An encyclopedia does not cite its sources, and does not claim to be a primary source, its potentialymistakes cannot be checked.
(Wikipedia has the additional problem that, by default, the version cited is the ever-changing "latest" version, not a fixed and identified version.)
Encyclopedias are tertiary sources, compilations of information generated by others. They are neither sources of first hand information (primary sources) nor original analysis (secondary sources). You can't cite encyclopedias because there's nothing to cite. The encyclopedia was not the first place the claim was made, even if it was the first place you happened to read it. You don't attribute a Wayne Gretsky quote to Michael Scott no matter how clearly he told you Wayne Gretsky said it.

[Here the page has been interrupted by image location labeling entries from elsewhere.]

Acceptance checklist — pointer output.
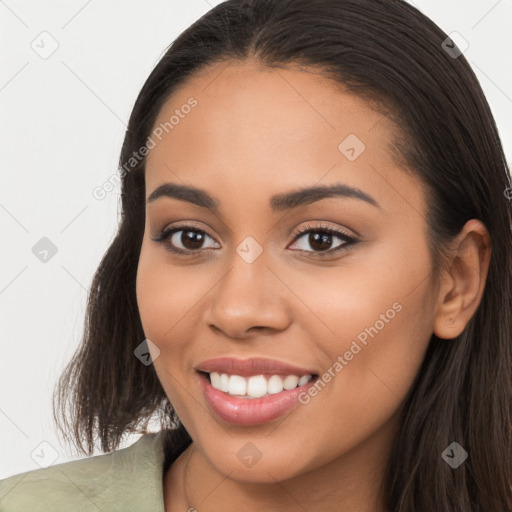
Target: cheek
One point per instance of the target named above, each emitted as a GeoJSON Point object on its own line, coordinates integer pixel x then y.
{"type": "Point", "coordinates": [168, 297]}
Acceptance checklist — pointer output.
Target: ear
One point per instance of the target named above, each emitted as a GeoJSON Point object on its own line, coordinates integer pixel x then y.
{"type": "Point", "coordinates": [462, 284]}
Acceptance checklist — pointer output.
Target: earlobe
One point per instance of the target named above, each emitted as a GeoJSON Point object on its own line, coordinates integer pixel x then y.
{"type": "Point", "coordinates": [463, 283]}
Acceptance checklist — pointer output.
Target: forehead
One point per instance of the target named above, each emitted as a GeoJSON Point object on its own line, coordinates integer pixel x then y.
{"type": "Point", "coordinates": [253, 128]}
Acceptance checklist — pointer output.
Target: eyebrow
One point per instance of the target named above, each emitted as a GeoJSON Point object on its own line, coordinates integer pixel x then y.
{"type": "Point", "coordinates": [278, 202]}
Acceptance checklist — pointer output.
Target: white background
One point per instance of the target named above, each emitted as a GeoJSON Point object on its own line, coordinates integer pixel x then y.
{"type": "Point", "coordinates": [62, 124]}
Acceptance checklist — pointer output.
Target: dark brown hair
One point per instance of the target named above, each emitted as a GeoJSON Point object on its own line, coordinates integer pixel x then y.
{"type": "Point", "coordinates": [388, 52]}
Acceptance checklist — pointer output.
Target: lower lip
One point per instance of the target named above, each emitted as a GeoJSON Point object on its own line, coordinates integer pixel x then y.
{"type": "Point", "coordinates": [251, 411]}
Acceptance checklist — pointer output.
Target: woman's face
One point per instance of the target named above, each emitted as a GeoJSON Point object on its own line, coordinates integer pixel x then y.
{"type": "Point", "coordinates": [359, 315]}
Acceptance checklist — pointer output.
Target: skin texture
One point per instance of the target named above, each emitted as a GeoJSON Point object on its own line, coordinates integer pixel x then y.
{"type": "Point", "coordinates": [256, 132]}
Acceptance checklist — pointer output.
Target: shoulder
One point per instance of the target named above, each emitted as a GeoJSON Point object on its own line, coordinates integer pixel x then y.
{"type": "Point", "coordinates": [124, 480]}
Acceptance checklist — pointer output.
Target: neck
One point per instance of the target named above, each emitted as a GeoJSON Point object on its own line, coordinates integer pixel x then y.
{"type": "Point", "coordinates": [352, 482]}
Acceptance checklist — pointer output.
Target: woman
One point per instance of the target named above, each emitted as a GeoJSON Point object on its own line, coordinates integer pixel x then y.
{"type": "Point", "coordinates": [313, 266]}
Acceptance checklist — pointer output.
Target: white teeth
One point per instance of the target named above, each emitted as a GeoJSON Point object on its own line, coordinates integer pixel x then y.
{"type": "Point", "coordinates": [290, 382]}
{"type": "Point", "coordinates": [224, 383]}
{"type": "Point", "coordinates": [304, 379]}
{"type": "Point", "coordinates": [255, 386]}
{"type": "Point", "coordinates": [237, 385]}
{"type": "Point", "coordinates": [275, 384]}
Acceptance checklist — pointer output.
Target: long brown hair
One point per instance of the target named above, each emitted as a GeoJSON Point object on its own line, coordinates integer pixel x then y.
{"type": "Point", "coordinates": [390, 53]}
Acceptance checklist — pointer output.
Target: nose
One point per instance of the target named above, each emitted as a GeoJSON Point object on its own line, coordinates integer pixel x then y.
{"type": "Point", "coordinates": [249, 300]}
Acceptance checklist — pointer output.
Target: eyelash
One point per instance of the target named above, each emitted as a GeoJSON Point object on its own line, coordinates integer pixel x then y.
{"type": "Point", "coordinates": [350, 241]}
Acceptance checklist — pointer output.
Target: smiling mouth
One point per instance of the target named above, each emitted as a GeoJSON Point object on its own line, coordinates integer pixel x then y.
{"type": "Point", "coordinates": [256, 386]}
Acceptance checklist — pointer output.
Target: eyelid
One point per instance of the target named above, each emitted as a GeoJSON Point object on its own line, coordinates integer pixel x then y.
{"type": "Point", "coordinates": [349, 240]}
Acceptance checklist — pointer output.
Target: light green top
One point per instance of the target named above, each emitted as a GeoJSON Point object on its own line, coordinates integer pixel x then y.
{"type": "Point", "coordinates": [129, 479]}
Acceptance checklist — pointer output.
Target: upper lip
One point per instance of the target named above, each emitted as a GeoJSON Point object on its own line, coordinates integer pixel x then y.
{"type": "Point", "coordinates": [253, 366]}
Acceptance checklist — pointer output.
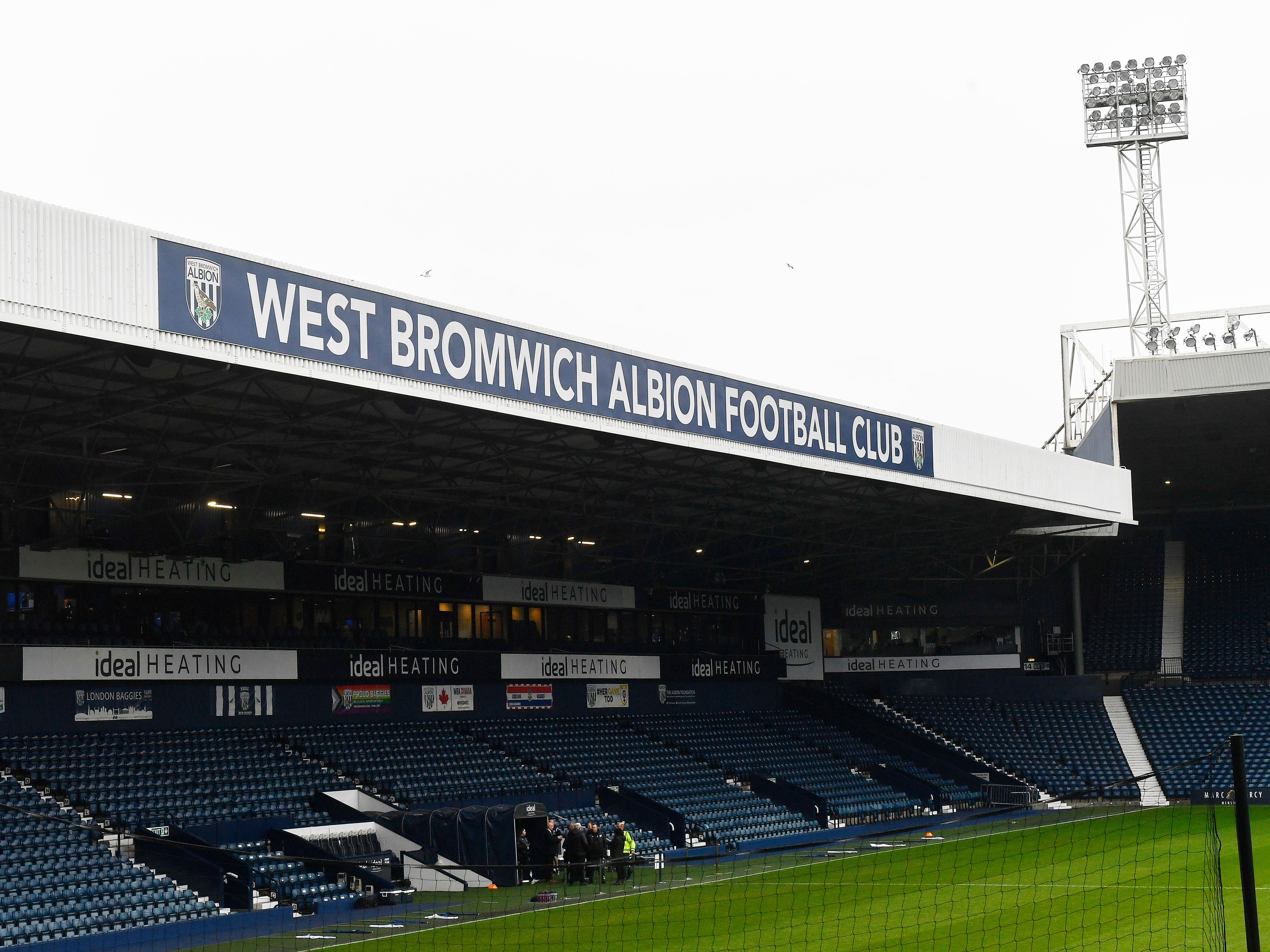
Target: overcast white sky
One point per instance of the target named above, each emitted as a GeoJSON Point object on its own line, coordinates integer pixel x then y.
{"type": "Point", "coordinates": [644, 174]}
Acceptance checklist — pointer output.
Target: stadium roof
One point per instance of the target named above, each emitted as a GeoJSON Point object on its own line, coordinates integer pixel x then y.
{"type": "Point", "coordinates": [115, 386]}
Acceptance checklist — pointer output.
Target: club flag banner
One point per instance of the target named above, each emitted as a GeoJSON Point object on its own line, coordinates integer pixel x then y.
{"type": "Point", "coordinates": [115, 705]}
{"type": "Point", "coordinates": [449, 697]}
{"type": "Point", "coordinates": [360, 699]}
{"type": "Point", "coordinates": [267, 308]}
{"type": "Point", "coordinates": [792, 628]}
{"type": "Point", "coordinates": [243, 700]}
{"type": "Point", "coordinates": [609, 696]}
{"type": "Point", "coordinates": [524, 697]}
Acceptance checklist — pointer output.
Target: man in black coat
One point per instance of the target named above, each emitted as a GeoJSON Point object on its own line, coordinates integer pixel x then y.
{"type": "Point", "coordinates": [618, 852]}
{"type": "Point", "coordinates": [596, 850]}
{"type": "Point", "coordinates": [554, 840]}
{"type": "Point", "coordinates": [576, 852]}
{"type": "Point", "coordinates": [523, 857]}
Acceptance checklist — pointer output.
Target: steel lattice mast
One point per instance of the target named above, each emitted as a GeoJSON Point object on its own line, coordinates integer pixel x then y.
{"type": "Point", "coordinates": [1133, 110]}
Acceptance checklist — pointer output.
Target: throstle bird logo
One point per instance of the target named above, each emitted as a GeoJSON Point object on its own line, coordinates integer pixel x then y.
{"type": "Point", "coordinates": [204, 291]}
{"type": "Point", "coordinates": [919, 447]}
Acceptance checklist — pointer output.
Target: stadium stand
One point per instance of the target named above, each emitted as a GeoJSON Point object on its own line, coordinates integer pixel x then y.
{"type": "Point", "coordinates": [425, 763]}
{"type": "Point", "coordinates": [1061, 747]}
{"type": "Point", "coordinates": [183, 777]}
{"type": "Point", "coordinates": [59, 880]}
{"type": "Point", "coordinates": [835, 741]}
{"type": "Point", "coordinates": [589, 752]}
{"type": "Point", "coordinates": [764, 747]}
{"type": "Point", "coordinates": [1179, 724]}
{"type": "Point", "coordinates": [1123, 608]}
{"type": "Point", "coordinates": [289, 880]}
{"type": "Point", "coordinates": [1227, 617]}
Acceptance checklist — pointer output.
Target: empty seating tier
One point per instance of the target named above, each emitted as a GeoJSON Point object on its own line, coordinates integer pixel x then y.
{"type": "Point", "coordinates": [59, 881]}
{"type": "Point", "coordinates": [1180, 724]}
{"type": "Point", "coordinates": [1061, 747]}
{"type": "Point", "coordinates": [425, 763]}
{"type": "Point", "coordinates": [183, 777]}
{"type": "Point", "coordinates": [1124, 595]}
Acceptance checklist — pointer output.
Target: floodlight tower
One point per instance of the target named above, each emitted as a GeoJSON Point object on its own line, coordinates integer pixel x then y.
{"type": "Point", "coordinates": [1133, 108]}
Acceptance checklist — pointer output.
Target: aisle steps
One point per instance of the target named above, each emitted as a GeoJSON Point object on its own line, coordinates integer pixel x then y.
{"type": "Point", "coordinates": [1135, 754]}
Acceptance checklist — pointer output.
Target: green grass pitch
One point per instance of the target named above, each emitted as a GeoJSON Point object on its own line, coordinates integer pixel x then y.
{"type": "Point", "coordinates": [1112, 880]}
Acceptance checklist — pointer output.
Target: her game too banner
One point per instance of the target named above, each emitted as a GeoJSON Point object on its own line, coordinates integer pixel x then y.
{"type": "Point", "coordinates": [525, 697]}
{"type": "Point", "coordinates": [221, 297]}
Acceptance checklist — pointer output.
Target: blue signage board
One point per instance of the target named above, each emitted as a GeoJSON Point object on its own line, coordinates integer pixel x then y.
{"type": "Point", "coordinates": [221, 297]}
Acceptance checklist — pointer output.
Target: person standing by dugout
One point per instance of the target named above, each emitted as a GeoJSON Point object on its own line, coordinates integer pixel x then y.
{"type": "Point", "coordinates": [622, 850]}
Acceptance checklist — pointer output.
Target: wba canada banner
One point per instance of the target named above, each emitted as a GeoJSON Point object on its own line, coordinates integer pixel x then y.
{"type": "Point", "coordinates": [449, 697]}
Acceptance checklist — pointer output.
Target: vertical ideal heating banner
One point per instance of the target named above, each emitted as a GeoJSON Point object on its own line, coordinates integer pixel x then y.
{"type": "Point", "coordinates": [793, 628]}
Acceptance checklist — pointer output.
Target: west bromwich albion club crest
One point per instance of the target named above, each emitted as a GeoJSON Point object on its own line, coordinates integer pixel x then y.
{"type": "Point", "coordinates": [204, 291]}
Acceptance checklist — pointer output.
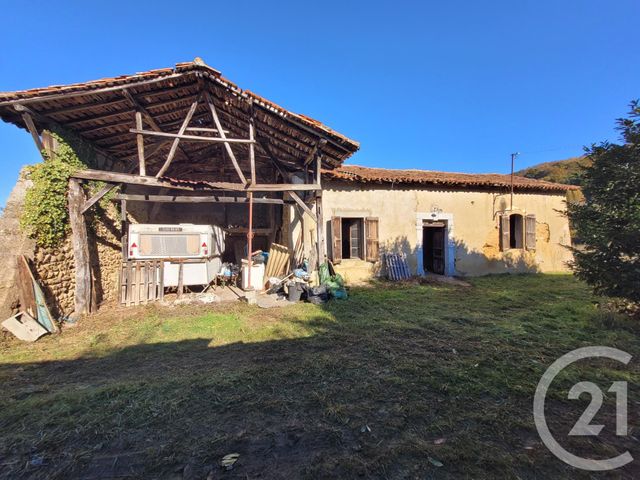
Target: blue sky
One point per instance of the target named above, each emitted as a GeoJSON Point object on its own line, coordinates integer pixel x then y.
{"type": "Point", "coordinates": [454, 85]}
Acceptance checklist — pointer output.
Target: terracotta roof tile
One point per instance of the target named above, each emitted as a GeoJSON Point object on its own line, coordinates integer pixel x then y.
{"type": "Point", "coordinates": [358, 174]}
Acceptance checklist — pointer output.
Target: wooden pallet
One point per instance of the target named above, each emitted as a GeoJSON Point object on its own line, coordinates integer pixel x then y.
{"type": "Point", "coordinates": [397, 268]}
{"type": "Point", "coordinates": [141, 282]}
{"type": "Point", "coordinates": [278, 262]}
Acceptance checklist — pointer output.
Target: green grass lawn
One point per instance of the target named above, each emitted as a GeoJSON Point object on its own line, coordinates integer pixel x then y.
{"type": "Point", "coordinates": [399, 381]}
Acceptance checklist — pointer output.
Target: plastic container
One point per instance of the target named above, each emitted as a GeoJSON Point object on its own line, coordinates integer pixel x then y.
{"type": "Point", "coordinates": [295, 290]}
{"type": "Point", "coordinates": [257, 276]}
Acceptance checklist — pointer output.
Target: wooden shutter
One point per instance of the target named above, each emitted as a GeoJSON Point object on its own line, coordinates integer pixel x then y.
{"type": "Point", "coordinates": [373, 243]}
{"type": "Point", "coordinates": [336, 239]}
{"type": "Point", "coordinates": [530, 232]}
{"type": "Point", "coordinates": [505, 240]}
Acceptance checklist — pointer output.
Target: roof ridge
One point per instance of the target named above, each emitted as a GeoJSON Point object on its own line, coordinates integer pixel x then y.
{"type": "Point", "coordinates": [436, 177]}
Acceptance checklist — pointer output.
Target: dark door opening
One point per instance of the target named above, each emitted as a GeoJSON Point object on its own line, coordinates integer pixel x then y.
{"type": "Point", "coordinates": [433, 241]}
{"type": "Point", "coordinates": [352, 238]}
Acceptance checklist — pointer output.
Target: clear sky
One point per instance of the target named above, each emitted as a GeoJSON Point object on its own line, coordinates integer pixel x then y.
{"type": "Point", "coordinates": [441, 85]}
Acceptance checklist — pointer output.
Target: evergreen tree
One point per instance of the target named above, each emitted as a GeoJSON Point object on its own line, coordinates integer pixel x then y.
{"type": "Point", "coordinates": [608, 221]}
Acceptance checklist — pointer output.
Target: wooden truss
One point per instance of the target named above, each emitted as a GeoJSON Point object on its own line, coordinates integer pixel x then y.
{"type": "Point", "coordinates": [311, 190]}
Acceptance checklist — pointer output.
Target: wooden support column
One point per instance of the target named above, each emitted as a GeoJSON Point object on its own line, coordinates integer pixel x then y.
{"type": "Point", "coordinates": [252, 149]}
{"type": "Point", "coordinates": [124, 236]}
{"type": "Point", "coordinates": [80, 243]}
{"type": "Point", "coordinates": [227, 145]}
{"type": "Point", "coordinates": [319, 217]}
{"type": "Point", "coordinates": [250, 241]}
{"type": "Point", "coordinates": [140, 142]}
{"type": "Point", "coordinates": [176, 141]}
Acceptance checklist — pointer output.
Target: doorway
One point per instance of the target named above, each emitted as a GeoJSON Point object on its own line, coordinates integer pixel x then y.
{"type": "Point", "coordinates": [433, 244]}
{"type": "Point", "coordinates": [352, 238]}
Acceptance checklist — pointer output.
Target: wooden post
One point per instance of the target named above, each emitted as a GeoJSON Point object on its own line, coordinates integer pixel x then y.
{"type": "Point", "coordinates": [176, 141]}
{"type": "Point", "coordinates": [252, 152]}
{"type": "Point", "coordinates": [250, 241]}
{"type": "Point", "coordinates": [140, 142]}
{"type": "Point", "coordinates": [180, 280]}
{"type": "Point", "coordinates": [123, 229]}
{"type": "Point", "coordinates": [319, 217]}
{"type": "Point", "coordinates": [227, 145]}
{"type": "Point", "coordinates": [80, 244]}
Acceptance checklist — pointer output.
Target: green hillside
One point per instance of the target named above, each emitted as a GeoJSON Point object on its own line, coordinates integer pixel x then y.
{"type": "Point", "coordinates": [561, 171]}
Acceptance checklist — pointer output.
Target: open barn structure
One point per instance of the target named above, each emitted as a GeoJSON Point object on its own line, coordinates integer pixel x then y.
{"type": "Point", "coordinates": [187, 139]}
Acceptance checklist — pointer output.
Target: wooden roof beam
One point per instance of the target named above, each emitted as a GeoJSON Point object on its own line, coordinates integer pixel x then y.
{"type": "Point", "coordinates": [176, 141]}
{"type": "Point", "coordinates": [148, 117]}
{"type": "Point", "coordinates": [227, 145]}
{"type": "Point", "coordinates": [131, 179]}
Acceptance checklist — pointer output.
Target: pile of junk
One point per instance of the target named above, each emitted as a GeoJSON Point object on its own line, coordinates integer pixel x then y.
{"type": "Point", "coordinates": [209, 256]}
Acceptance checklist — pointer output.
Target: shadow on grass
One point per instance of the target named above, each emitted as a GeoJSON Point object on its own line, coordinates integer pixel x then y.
{"type": "Point", "coordinates": [371, 392]}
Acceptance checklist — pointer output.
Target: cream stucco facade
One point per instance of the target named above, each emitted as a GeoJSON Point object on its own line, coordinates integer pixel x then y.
{"type": "Point", "coordinates": [472, 241]}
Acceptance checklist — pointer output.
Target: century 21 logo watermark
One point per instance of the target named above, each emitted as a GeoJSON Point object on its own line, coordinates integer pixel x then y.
{"type": "Point", "coordinates": [583, 426]}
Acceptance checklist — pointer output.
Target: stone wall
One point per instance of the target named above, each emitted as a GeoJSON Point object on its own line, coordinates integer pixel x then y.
{"type": "Point", "coordinates": [56, 270]}
{"type": "Point", "coordinates": [12, 243]}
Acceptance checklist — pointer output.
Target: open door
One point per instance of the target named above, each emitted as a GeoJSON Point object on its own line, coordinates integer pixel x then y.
{"type": "Point", "coordinates": [433, 247]}
{"type": "Point", "coordinates": [336, 239]}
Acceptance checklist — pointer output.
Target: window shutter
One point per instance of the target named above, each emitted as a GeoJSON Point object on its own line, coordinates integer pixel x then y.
{"type": "Point", "coordinates": [373, 243]}
{"type": "Point", "coordinates": [530, 232]}
{"type": "Point", "coordinates": [336, 239]}
{"type": "Point", "coordinates": [505, 241]}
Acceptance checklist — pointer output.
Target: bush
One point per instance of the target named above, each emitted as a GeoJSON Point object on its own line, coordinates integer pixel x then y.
{"type": "Point", "coordinates": [45, 216]}
{"type": "Point", "coordinates": [608, 221]}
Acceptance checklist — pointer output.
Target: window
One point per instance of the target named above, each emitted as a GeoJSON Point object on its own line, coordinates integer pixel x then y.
{"type": "Point", "coordinates": [517, 231]}
{"type": "Point", "coordinates": [354, 237]}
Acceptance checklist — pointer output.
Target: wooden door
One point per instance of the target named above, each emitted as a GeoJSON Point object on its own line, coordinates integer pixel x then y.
{"type": "Point", "coordinates": [438, 250]}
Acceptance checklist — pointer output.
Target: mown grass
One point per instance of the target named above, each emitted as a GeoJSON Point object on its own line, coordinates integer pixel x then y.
{"type": "Point", "coordinates": [372, 387]}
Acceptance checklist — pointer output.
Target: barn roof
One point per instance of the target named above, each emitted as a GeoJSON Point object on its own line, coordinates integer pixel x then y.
{"type": "Point", "coordinates": [358, 174]}
{"type": "Point", "coordinates": [103, 112]}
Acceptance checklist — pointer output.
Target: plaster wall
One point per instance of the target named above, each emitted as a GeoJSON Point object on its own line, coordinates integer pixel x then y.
{"type": "Point", "coordinates": [474, 233]}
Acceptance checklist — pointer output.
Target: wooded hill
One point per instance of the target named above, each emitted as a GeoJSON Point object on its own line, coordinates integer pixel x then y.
{"type": "Point", "coordinates": [562, 171]}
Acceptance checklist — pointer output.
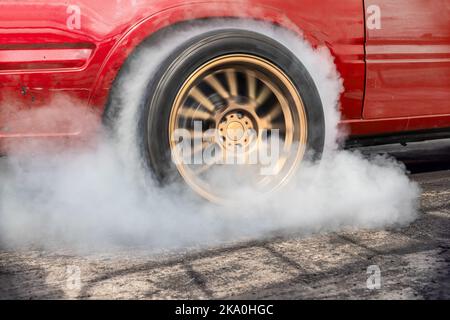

Likewise, primary sources for some claims may be tertiary sources for others. If you read the memoirs of a soldier in WW1 who is comparing his exploits to those of a roman general from antiquity, he is a primary source for the WW1 history and a tertiary source for the roman history.
Survey articles and textbooks are generally tertiary. They may include analysis which is secondary and citable, but even then only the parts which are original are citable.
As a more general rule, you can't cite a piece of information from a work which is itself citing that piece of information (or ought to be).
Only citing means copying the URL directly. If you use Wikipedia's "Cite this page" or an external reference management tool (e.g. Zotero), the current page ID will be appended to the URL.
I do understand the "latest version" argument, and it is a weakness, but it's also a double edged sword - it means Wikipedia can also be more up-to-date than (almost) any other source for the information. Thats why I say there's "nothing specifically wrong about Wikipedia either" it can be held in similar regard to other tertiary sources and encyclopaedias - with all the problems that come with those.
Either way, you are correct, we weren't allowed to cite any encyclopedia, but they were meant to be jumping off points for papers. After Wikipedia launched when I was in 9th grade, we weren't allowed to even look at it (blocked from school computers).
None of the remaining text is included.